Education in the city is managed by the education department of the Sunyani municipal assembly, directed by Mr Mark Godfred Domah. The city, along with the municipality is home to 111
basic schools, 50 junior high schools, five senior high/vocational schools and two tertiary institutions.

Sunyani is home to numerous high schools, some of which are listed below:

- St. James Seminary Senior High School
- Sunyani Senior High School
- S.D.A Senior High School
- Sunyani Methodist Technical Institute
- Notre Dame Girls Senior High School
- Chiraa Senior High School
- Odomaseman Senior High School

The city's higher educational institutions include the Sunyani Technical University, a tertiary institution offering degrees in engineering, science, and technology. It was established in 1967 as a technical institute, upgraded to a polytechnic in 1997 and was converted to the Sunyani Technical University in 2016. Another institution of higher education is the University of Energy and Natural Resources, a publicly-funded university established in 2011 prioritizing careers in management of energy and natural resources in the country.

=== Sports ===
Sunyani is home to one major football venue, Coronation Park, which have a maximum capacity of 5,000 people. During preparations of the 2008 Africa Cup of Nations, the stadium was renovated although was not used in the competition. The venue is home to a couple of football clubs, such as BA Stars F.C., Young Apostles F.C., and Prisons Ladies F.C. along with others.

== Transport ==
The city is served by the Sunyani Airport, a domestic airport opened on 13 July 1974 and operated by Ghana Airports Company Limited. The airport was built in 1942 and was used by the Allies during World War II. After the airstrip was abandoned, in 1969, the Government upgraded it into an airport and was eventually opened.

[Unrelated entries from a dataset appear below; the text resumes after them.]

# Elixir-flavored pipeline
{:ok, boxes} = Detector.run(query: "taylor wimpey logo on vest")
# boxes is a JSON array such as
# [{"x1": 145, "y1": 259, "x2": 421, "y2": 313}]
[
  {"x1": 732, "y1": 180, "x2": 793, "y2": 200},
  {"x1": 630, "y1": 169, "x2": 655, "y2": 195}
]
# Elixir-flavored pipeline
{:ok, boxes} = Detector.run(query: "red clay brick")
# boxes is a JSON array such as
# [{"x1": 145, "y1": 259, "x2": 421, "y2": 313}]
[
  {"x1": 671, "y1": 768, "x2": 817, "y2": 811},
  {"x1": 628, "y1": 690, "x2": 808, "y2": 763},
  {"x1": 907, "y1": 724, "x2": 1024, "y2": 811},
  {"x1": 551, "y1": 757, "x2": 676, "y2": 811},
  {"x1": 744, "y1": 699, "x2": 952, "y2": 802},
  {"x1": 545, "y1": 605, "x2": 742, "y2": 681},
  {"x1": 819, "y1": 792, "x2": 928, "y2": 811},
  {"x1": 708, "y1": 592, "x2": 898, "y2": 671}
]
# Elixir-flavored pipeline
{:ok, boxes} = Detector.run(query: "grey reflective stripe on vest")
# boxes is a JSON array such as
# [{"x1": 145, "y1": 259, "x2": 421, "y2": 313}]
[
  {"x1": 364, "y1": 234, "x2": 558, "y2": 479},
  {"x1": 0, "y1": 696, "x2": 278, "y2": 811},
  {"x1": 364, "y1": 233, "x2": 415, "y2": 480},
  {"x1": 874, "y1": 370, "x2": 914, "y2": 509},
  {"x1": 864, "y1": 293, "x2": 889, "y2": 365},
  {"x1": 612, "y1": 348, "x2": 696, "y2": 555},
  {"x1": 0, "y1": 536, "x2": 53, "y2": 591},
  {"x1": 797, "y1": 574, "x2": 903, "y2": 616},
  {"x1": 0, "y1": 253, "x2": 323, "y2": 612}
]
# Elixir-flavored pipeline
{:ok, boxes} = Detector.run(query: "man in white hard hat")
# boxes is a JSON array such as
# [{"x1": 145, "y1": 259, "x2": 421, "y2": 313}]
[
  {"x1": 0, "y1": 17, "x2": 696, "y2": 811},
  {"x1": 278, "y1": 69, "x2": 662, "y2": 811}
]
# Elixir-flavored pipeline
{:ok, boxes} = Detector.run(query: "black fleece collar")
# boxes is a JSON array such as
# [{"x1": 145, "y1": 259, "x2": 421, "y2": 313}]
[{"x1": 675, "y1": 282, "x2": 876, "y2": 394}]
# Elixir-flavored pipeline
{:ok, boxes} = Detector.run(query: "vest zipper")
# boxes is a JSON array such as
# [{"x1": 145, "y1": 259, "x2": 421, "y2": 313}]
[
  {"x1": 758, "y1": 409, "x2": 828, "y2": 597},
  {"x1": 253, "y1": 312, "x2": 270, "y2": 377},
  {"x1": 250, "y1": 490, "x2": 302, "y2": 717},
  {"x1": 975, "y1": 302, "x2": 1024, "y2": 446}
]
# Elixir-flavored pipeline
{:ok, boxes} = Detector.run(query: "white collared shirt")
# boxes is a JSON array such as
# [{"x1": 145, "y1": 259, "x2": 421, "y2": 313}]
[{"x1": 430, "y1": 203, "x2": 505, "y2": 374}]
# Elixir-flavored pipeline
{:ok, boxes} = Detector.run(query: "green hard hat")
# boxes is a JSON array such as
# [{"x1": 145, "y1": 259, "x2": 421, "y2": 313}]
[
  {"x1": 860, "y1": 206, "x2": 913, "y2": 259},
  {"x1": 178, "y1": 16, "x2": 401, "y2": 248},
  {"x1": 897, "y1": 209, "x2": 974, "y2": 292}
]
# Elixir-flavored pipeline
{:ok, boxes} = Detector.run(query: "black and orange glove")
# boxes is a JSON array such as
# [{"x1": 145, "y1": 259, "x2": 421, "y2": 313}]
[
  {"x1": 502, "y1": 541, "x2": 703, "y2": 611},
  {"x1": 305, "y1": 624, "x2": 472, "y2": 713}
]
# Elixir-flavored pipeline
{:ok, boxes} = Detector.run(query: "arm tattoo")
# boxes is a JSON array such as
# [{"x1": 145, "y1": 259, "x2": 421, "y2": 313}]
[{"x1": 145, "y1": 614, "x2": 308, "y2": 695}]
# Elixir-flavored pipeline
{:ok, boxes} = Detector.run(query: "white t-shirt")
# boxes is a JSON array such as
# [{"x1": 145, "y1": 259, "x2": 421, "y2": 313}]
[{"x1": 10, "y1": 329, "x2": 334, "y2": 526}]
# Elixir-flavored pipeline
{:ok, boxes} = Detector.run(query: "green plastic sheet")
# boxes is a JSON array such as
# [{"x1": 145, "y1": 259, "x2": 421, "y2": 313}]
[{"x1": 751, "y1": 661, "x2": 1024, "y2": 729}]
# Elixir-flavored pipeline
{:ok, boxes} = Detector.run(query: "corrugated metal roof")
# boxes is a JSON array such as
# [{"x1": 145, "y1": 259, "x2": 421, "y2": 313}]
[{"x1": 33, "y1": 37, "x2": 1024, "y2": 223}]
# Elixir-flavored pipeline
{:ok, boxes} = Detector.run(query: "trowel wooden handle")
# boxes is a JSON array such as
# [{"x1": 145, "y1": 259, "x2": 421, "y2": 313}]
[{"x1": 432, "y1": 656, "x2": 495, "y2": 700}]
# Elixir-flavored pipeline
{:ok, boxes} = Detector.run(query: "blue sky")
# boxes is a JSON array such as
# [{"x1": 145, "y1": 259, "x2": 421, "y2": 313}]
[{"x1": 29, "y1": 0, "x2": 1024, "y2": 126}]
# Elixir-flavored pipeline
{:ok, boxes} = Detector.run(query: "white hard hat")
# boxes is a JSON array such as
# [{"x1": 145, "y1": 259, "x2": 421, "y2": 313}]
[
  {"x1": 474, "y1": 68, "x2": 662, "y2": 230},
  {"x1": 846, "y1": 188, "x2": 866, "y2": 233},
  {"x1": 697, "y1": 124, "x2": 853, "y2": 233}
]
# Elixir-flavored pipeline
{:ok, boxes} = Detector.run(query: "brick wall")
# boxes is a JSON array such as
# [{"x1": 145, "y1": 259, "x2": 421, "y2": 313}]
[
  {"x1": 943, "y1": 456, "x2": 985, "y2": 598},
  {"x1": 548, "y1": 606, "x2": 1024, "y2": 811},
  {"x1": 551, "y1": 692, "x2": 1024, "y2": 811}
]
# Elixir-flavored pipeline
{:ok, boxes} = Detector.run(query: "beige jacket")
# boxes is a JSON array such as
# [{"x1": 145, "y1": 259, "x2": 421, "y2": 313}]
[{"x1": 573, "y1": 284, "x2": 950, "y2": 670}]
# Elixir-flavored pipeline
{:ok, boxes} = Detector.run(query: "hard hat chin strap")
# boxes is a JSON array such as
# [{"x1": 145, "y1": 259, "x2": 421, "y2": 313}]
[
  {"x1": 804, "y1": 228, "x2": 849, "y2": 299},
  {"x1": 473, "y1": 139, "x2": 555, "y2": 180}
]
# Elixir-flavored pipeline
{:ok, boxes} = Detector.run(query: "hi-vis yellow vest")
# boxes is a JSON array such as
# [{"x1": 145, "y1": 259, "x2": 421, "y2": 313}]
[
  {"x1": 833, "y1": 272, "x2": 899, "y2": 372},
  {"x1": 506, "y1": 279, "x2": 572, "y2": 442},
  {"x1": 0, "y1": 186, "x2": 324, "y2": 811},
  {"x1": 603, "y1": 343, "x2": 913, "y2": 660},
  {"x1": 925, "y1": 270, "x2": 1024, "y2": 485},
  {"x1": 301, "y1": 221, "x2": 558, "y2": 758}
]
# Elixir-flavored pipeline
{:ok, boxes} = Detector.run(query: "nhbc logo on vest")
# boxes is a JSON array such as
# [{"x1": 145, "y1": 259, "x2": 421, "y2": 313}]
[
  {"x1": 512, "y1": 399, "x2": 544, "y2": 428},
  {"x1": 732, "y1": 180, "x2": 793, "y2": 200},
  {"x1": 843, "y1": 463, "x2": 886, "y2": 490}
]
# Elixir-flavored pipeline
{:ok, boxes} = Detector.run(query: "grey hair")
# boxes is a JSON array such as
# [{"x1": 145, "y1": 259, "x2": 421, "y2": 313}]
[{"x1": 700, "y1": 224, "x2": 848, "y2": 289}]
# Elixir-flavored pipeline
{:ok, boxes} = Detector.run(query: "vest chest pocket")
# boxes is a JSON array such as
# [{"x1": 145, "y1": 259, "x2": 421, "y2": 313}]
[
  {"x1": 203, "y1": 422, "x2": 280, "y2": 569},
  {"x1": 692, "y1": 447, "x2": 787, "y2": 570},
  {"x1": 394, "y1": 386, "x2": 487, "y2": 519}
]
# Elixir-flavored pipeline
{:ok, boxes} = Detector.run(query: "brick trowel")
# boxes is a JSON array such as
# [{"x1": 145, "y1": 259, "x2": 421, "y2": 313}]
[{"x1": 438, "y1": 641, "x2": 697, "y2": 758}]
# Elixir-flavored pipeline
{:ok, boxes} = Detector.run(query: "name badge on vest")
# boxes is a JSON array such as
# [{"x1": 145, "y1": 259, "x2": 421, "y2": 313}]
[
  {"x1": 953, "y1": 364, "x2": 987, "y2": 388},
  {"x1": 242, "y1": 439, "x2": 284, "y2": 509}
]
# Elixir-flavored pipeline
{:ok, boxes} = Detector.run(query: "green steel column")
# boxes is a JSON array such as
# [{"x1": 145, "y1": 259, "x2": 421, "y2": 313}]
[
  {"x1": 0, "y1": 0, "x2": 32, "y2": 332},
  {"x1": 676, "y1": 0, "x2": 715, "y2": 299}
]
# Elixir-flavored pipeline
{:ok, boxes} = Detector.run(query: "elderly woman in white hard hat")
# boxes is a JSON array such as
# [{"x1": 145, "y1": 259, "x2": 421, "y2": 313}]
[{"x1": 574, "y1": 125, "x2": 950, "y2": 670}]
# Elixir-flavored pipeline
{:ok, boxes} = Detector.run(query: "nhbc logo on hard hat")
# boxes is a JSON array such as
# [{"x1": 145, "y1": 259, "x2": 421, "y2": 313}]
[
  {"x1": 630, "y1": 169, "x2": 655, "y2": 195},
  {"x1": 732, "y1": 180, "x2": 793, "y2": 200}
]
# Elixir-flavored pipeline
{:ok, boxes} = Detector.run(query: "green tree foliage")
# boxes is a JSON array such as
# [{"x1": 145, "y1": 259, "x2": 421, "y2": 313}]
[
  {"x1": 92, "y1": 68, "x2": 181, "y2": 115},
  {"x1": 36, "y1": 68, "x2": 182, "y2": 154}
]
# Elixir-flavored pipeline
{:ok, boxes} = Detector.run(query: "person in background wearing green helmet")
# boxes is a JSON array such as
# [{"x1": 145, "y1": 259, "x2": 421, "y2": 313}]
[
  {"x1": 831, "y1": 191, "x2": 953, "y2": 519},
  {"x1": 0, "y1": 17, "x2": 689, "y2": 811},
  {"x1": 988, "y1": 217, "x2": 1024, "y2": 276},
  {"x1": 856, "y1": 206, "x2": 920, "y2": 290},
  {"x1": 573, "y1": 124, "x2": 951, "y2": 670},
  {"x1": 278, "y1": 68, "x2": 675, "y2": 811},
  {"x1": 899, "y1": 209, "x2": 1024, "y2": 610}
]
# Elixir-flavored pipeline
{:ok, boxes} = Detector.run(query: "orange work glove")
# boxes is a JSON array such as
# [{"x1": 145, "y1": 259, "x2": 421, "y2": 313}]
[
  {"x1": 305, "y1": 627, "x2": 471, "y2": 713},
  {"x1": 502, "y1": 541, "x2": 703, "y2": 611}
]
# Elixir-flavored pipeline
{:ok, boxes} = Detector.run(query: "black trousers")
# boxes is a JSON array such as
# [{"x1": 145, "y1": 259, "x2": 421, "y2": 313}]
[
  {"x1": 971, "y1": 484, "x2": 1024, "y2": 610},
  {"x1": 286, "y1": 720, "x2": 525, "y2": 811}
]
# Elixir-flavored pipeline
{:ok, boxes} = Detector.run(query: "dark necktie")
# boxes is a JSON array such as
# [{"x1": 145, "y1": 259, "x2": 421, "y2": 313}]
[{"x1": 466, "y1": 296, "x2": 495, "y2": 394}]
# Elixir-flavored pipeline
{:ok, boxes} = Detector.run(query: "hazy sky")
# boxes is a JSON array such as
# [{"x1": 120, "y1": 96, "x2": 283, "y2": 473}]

In late September 2022, Uber opened up operations in Sunyani along with Tamale. This makes it one out of six cities in Ghana and 18 cities across West Africa where Uber is available. Local vehicles used for transportation are usually old and insufficient according to findings found by a 2017 study. Walking is the main mode of transportation for getting around the city. Transport is, on average, in the private sector, dominated by taxicabs or tro tros. Road infrastructure, managed by the municipal assembly, is considered to be deficient.

== Major monuments ==

=== Rex ===
In the 1990s, the area was home to the popular Rex Cinema House, a lively spot where people, especially the youth, gathered in the evenings to watch movies and enjoy live music performances. The venue also hosted concerts and song premieres. It was later demolished by a private developer, who replaced it with a three-unit shop for rent but the name continue to know serve as a major trading point in the city.

== International Relations ==
=== Awards ===
Sunyani was voted the cleanest city in Ghana of 2007 by the Ghana Tourism Authority. As part of this award, Digital Production Partnership (DPP), an advertising agency, offered a billboard worth about to help with advertisements of the municipality.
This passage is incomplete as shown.